Je faisais ça avant de rencontrer Rowjay, avant de rencontrer Jeune Loup, etc. Après, ça s’est accentué mais sinon c’est de moi-même en vrai, naturellement.
- 8ruki
S’ils ne sont donc pas les instigateurs de son usage, leurs utilisations décomplexées en font des catalyseurs. Et derrière cette dernière se cache le trop souvent sous-estimé Roi Heenok.
2004. Le site du rappeur québécois attire l’intérêt de l’internet francophone, qui en fait l’un de ses premiers « buzz ». Les vidéos du Montréalais sont repostées sur Youtube dès l’avènement de la plateforme et le Roi Heenok explose en popularité. Maîtrisant parfaitement l’anglais et proche de la scène de Queensbridge, il refuse pourtant catégoriquement l’usage d’anglicisme et ses paroles abondent de calques linguistiques : « T’entends ? », « c’est cette merde » ou le double « Je prends feu et viens dans le vagin de ta femme », pour n’en citer que quelques-uns.
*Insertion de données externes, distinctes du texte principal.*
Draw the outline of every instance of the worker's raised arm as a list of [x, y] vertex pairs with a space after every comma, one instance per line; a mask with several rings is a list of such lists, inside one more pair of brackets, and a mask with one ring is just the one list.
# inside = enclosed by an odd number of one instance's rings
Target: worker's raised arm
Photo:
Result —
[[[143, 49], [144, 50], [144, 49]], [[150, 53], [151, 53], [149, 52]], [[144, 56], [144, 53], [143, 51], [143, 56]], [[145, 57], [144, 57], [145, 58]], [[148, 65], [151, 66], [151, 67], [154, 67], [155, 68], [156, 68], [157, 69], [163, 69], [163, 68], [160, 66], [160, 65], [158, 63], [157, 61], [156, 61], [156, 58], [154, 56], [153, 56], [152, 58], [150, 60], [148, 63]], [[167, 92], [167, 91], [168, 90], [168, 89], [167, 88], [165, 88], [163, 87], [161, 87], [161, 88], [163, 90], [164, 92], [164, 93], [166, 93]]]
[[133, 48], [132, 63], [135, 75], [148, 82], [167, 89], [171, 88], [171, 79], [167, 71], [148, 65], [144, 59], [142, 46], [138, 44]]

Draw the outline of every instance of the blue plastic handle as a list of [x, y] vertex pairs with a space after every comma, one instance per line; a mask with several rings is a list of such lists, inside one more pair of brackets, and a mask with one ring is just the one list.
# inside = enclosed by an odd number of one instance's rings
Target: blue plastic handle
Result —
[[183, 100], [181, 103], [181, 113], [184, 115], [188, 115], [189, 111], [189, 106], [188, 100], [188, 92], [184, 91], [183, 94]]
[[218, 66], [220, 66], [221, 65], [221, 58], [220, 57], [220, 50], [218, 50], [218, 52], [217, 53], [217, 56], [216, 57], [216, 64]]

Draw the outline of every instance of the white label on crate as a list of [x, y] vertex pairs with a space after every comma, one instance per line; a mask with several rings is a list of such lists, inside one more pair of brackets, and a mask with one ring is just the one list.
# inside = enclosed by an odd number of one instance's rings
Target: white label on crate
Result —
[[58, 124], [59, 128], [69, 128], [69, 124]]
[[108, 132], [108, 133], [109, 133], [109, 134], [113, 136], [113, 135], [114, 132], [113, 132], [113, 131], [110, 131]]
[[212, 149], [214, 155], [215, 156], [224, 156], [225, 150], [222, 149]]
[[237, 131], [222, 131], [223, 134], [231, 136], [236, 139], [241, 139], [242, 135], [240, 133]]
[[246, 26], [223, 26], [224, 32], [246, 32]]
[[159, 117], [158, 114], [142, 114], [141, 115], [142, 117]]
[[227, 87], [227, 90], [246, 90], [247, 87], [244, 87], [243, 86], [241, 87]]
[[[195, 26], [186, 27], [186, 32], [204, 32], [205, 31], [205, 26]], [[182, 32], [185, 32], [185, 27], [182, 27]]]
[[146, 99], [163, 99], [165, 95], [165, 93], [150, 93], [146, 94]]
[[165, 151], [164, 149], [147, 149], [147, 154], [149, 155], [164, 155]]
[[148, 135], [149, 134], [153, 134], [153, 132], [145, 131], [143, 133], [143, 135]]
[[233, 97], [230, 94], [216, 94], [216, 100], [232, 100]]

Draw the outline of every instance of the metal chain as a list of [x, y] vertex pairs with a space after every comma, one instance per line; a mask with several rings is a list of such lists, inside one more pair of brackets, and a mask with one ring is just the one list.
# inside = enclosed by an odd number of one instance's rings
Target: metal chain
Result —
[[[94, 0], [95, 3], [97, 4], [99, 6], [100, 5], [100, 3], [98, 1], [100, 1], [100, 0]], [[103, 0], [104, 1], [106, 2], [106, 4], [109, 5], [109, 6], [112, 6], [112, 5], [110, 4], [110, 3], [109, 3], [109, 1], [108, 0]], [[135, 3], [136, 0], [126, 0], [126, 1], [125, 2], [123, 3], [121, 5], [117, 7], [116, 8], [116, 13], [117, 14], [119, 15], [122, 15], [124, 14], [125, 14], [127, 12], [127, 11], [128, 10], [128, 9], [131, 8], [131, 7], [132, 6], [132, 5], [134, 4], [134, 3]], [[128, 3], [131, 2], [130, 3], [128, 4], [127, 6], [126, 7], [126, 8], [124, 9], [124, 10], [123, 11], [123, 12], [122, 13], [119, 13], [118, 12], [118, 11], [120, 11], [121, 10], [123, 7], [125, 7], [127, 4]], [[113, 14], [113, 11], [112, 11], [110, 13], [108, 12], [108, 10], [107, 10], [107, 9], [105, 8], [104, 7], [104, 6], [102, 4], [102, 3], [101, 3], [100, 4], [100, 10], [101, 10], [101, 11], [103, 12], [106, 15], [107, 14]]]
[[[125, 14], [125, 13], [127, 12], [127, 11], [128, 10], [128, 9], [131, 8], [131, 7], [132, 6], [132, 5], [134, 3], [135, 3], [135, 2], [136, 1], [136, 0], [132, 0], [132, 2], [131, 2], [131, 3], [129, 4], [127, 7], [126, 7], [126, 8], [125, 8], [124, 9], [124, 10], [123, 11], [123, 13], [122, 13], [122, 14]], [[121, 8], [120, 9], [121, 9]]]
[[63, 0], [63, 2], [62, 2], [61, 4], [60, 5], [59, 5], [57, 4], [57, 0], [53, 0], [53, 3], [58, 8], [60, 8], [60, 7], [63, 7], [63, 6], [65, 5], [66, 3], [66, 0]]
Ces expressions surprennent et sont rapidement adoptées par toute une génération d’auditeur.ice.s de rap biberonné.e.s à internet. Dès le milieu des années 2000, le Roi s’installe dans le paysage du rap européen et amène son argot fait de calques avec lui. Il est l’un des premiers à populariser l’expression « Rap jeu » par exemple. Cependant, une part importante du public peine à le prendre sérieusement en tant qu’artiste et à le voir comme plus qu’un meme avant l’heure. 8ruki, comme beaucoup d’entre-nous, fait partie de cette catégorie.
J’ai regardé ses vidéos comme tout le monde mais ça n’a jamais été un modèle pour moi
C’est vraiment récemment, il y a peut-être 3-4 ans que j’ai commencé à m’y intéresser et à comprendre la démarche du gars
En rencontrant des mecs comme Rowjay qui sont fans de lui, en voyant qu’il y a des mecs comme le 667 qui y font beaucoup référence, ça donne forcément envie de s’y intéresser
- 8ruki
En effet, quelques avant-gardistes comprennent l’intérêt de l’art de ce rappeur américain qui refuse l’anglais, et leur succès servira de tapis-rouge à l’influence que le Roi s’apprête à avoir sur le rap francophone. Il est impossible de s’attarder sur les liens qu'entretient le Roi Heenok avec le rap européen sans évoquer la LDO. « J’veux les longs câbles comme le Roi Heenok » rappe Osirus Jack sur Lampadaire Pt.2. Les références au rappeur de Montréal, à l’origine même du concept de Nouveau Rap Mondial cher au 667, parsèment la musique du collectif qui reprend en français nombre d’expressions anglophones : ils fument du « gaz » et du « caca », sont « à propos des sommes » et cherchent à dominer le « rap jeu ».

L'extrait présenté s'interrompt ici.